隣家の秘め事
かなり血生臭いです。ご注意を。
ここはいいわねえ。
ねえ、ユキオ。
静かだし。
誰も来ないし。
ここならゆっくり出来るわよね。
ずっと、忙しかったもんね。
あなたは「忙しいから会えない」ばかり言ってたから。
ここに決めて良かったわ。
ちょっと、狭いけど。
ちょっと、駅から遠いけど。
大丈夫。あたしが綺麗に掃除して、買い物も全部やるから。
「愛してる。ねえ、愛してるわ。タツヤ。」 ……また。
まただ。
隣から聞こえてくる声。
毎日、毎日、うるさいのよ。
「ふふ。うふふ。好きよ。タツヤ。
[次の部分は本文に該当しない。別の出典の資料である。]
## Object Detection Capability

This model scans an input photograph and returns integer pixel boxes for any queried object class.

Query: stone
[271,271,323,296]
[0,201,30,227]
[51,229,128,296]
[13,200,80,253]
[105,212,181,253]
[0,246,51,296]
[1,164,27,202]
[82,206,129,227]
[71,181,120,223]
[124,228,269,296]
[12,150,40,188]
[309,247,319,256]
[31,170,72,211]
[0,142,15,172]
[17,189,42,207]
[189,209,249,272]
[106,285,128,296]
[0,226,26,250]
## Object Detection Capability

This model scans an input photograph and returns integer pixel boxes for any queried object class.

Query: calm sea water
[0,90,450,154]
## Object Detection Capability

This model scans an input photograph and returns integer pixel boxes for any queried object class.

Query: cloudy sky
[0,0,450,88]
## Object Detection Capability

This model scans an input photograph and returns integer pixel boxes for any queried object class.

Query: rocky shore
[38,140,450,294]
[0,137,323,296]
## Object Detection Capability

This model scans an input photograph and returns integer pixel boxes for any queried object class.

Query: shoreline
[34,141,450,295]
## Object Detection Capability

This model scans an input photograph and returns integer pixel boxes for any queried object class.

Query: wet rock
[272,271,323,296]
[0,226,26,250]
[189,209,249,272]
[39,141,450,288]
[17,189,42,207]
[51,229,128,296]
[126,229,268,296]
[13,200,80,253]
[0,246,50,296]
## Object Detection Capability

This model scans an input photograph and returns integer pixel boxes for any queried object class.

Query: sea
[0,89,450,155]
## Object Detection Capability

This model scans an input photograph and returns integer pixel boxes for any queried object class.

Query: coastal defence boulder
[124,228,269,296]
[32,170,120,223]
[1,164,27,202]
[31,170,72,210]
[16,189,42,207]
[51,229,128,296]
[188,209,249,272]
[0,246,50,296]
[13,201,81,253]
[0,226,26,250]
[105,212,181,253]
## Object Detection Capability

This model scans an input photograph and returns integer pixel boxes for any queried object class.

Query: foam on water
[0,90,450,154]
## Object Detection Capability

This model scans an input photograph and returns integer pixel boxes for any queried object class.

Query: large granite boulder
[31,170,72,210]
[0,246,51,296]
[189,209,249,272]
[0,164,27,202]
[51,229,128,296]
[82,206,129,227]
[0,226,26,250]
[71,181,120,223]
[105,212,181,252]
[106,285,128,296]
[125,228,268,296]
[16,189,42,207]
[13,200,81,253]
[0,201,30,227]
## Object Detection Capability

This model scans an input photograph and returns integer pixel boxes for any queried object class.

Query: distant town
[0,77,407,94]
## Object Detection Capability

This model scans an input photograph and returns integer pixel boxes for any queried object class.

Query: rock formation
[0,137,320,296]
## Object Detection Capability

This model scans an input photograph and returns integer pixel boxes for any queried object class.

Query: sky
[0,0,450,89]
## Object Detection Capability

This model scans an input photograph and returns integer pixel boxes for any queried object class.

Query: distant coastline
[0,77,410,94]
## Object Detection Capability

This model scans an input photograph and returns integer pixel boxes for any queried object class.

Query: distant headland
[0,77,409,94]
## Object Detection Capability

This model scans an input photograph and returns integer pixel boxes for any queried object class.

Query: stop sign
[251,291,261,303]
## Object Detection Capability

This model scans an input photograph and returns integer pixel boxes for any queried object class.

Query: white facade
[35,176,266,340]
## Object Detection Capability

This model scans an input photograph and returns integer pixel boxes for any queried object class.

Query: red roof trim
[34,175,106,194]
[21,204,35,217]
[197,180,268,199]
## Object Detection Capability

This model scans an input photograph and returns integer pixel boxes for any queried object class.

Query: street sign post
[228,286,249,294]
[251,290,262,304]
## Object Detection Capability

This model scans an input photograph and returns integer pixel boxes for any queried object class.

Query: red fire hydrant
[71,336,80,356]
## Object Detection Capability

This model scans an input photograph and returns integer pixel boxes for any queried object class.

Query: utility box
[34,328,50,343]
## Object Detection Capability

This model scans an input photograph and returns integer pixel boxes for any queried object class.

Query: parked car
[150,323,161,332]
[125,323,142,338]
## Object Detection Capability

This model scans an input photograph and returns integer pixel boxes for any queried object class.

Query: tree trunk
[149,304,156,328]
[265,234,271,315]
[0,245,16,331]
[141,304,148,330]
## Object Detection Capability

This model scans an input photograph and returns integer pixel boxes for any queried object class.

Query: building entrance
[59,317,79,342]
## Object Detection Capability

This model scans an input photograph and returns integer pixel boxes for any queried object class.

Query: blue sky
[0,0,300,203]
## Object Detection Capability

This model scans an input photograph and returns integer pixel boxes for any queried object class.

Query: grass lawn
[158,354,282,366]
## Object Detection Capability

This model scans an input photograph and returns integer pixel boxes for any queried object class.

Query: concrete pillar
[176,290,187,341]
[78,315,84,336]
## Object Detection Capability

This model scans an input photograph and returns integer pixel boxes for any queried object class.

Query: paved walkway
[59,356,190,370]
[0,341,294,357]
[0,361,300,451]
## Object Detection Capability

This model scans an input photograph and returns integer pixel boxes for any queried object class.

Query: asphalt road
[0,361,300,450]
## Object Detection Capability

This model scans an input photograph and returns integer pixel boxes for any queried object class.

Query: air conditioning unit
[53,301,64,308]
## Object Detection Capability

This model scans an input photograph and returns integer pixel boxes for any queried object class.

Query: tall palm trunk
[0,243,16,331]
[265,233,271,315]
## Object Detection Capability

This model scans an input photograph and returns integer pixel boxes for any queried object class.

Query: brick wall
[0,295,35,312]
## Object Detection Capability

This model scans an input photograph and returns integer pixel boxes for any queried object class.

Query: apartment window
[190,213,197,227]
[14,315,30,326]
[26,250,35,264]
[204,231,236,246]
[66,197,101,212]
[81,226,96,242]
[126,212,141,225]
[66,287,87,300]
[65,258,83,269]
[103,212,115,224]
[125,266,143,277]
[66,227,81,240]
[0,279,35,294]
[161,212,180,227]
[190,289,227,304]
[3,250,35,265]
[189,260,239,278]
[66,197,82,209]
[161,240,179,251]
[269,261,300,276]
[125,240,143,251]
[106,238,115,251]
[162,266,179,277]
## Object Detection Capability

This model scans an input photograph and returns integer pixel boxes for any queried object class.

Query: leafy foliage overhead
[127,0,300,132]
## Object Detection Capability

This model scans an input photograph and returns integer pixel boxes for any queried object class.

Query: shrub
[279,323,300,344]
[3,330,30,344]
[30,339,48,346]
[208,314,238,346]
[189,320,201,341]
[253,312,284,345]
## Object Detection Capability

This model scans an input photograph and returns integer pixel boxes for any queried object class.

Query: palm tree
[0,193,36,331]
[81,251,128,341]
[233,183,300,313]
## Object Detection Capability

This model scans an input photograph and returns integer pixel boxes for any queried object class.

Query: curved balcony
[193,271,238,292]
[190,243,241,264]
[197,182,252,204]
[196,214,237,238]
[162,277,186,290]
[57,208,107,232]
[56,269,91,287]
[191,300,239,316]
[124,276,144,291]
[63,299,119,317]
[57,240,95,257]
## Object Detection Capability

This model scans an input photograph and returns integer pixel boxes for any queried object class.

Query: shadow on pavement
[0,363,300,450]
ずっと、一緒よ。」
舌足らずの女の声。
「やめて。止めてよお。駄目。あん……」
甘い声が聞こえてくる。
ちょっと、止めてよ。
あたしたちの時間が台無しじゃない。
「あん。駄目ってば。だあめ……」
そして、始まる隣家の秘め事。
全て丸聞こえだ。
いやらしい。いやらしい。いやらしい。いやらしい。
ああ、もう!我慢できない。
台所の包丁を掴んで走った。
隣家の扉を力一杯ノックする。
その衝撃で扉が開いた。
躊躇なく、怒りのままに部屋に踏み込む。
「愛してる。愛してるわ。タツヤ。ねえ。」 突然の来客にも変らぬ女の声。
彼女は部屋の真ん中に立っていた。
その身体を支えるのは、手足に打ち付けられた錆びた鉄板。
血の気のない裸体を隠しもせず、濁った目には何も映らない。
床に溜まっているのは、どす黒い液体。
「ひっ。」
異様な姿に息を呑むと、あたしの足元で何かが動いた。
それは細い手を伸ばし、あたしのスカートの裾を掴む。
「やっと、元気になったんだね。ユリコ。」
死人のような顔色のくせに、目だけはらんらんと輝き、汚らしい歯をむき出して笑う。
「動かなくなった時はどうしようかと思ったよ。ユリコがあんまりうるさいから、口を塞いだだけなのに。」
枯れ木のような手足を動かして、あたしににじり寄る。
「身体が固くなったから、柔らかくなるようにマッサージして、立てるように手足を強化して、喋れるようにスピーカーをつけて。」
あたしは『彼女』をもう一度見つめた。
半開きの口から、丸い器具が覗いている。
あの耳障りな声は、そこから聞こえてきていたのだ。
「苦労したよ。だけど、元気になった。僕のユリコが帰ってきた!」
悲鳴のような喜びの声を上げ、それはあたしの手を掴んだ。
吐き気すらもよおす嫌悪感。
声にならない悲鳴を上げて、あたしは包丁を振り上げた。
包丁を持った女性が、血まみれで道路をさ迷っているとの通報を受け、二人の警官が出動。間もなく、通報どおりに女性を発見し、保護。事情聴取を行った。
「たった今、人を殺してきた。」
耳を疑う彼女の言葉。
半信半疑ながら彼女の証言に従い、廃墟同然の古びたアパートの一室に向かうと。
体中を刺され血の海の中で絶命している男性と、すでに腐敗している女性の死体だった。
室内には腐敗臭がたちこめ、頭痛すら伴う強烈な匂いは部屋の外まで漂っていた。
――隣に住んでいながら、何故この腐敗臭に気付かなかったのか。
そんな疑問は、警官たちが彼女の家を覗いて氷解する。
部屋の中には大量の消臭剤。
と。
腐りきった男性の遺体が転がっていた。